Num sábado ensolarado, um consumidor
dirige-se ao supermercado para realizar as compras do mês e é surpreendido com
o estouro da garrafa de cerveja que acabara de segurar. O vidro se estilhaça.
Um pedaço atinge diretamente a sua face, ocasionando danos irreparáveis à
visão.
Uma pessoa, durante o almoço, tem seu dente quebrado ao morder uma pedra que se
escondia em meio ao arroz integral. A embalagem do produto não trazia qualquer
advertência quanto à presença de minúsculas pedras da mesma cor e tamanho dos
grãos do alimento.
Os dois fatos - extraídos da vida real - são ilustrações dos chamados acidentes
de consumo. A responsabilidade civil do fornecedor vem disciplinada nos artigos
12 e 13 da Lei 8.078/90. Denomina-se responsabilidade pelo fato do produto. Tem
por objeto direto a defesa da incolumidade físico-psíquica do consumidor.
Em que circunstâncias, o fornecedor tem o dever de indenizar os danos materiais
e/ou morais decorrentes de acidentes de consumo?
Aponte-se, inicialmente, erro doutrinário em buscar respostas para situações
previstas e detalhadamente disciplinadas no Código de Defesa do Consumidor em
outras leis, no direito comparado ou em teorias justificadoras da
responsabilidade objetiva (risco proveito, risco criado, risco integral...)
No caso, as teorias servem especialmente como fundamento moral da norma
jurídica. É incorreto, portanto, buscar as soluções de uma situação em concreto
com base nos postulados de determinada teoria, pois muitas vezes o direito opta
por não seguir estritamente os modelos teóricos previamente formulados pela
doutrina ou por ordenamentos jurídicos alienígenas. Assim, antes de tudo, é no
direito positivo específico que se deve buscar todos os requisitos exigidos
para, em determinada situação fática, caracterizar o dever de indenizar, bem
como as hipóteses previstas de exclusão deste dever.
Nesse sentido é a opinião de Arruda Alvim, ao enfatizar a irrelevância do nomem
juris da responsabilidade sem culpa para os danos causados pelo fato do
produto.
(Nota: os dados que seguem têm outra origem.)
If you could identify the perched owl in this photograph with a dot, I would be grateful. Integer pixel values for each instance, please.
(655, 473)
Assim, “aspectos basilares como o dano (através do próprio conceito de
defeito), o nexo causal e a extensão das eximentes de responsabilidade (...)
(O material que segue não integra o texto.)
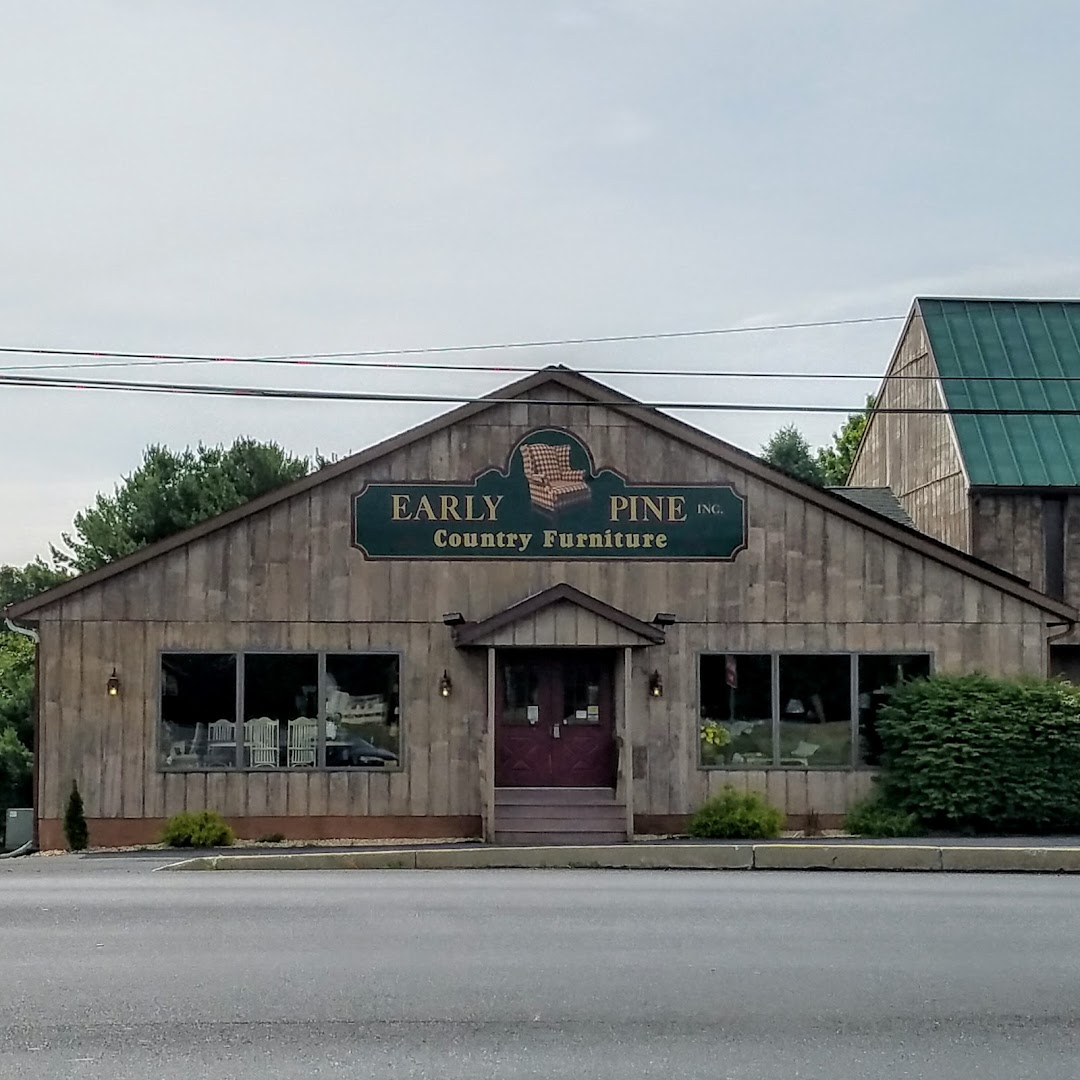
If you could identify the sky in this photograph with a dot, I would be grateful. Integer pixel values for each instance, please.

devem ser enfrentados sob visão nova, moderna, à luz de um inédito sistema,
exigindo do estudioso, no mais das vezes, esforço consciente que desvencilhe do
peso de conceitos jurídicos sedimentados (...)”
Ressalte-se, de imediato, que a indenização não se restringe ao destinatário
final do produto (art. 2º da Lei 8.078/90), pois o artigo 17 explicita que
todas as vítimas do evento devem ser indenizadas, com base nos pressupostos
estabelecidos no Código de Defesa do Consumidor.
A lei é clara no sentido de que o dever de reparar os danos independe da
existência de culpa, consagrando-se, à evidência, hipótese de responsabilidade
objetiva.
A responsabilidade independe do requisito culpa. Não há necessidade de
demonstrar conduta intencional ou negligente do fornecedor. A conduta deste
pode até ter sido culposa, mas não se faz necessário demonstrar a culpa para
caracterizar o dever de indenizar. Na verdade, a lei simplesmente não considera
a conduta consistente na fabricação do produto. O que importa é o produto
pronto, sem defeitos. O que houve antes, na cadeia de produção - atitude
diligente ou negligente do fornecedor - em nada modifica o dever de indenizar
se, obviamente, presentes os requisitos defeito, dano e relação de causalidade
entre ambos.
Há, ainda, aspecto processual de grande relevância que instrumentaliza a
efetiva indenização das vítimas de acidente de consumo. É direito básico do consumidor
(art. 6º, VIII) “a facilitação da defesa de seus direitos, inclusive com a
inversão do ônus da prova a seu favor, no processo civil, quando, a critério do
Juiz, for verossímil a alegação ou quando for ele hipossuficiente, segundo as
regras ordinárias da experiência”.
Ora, em termos concretos, a prova do defeito ou da relação de causalidade entre
o defeito e o dano, pode ser bastante árdua. Em algumas situações, impossível.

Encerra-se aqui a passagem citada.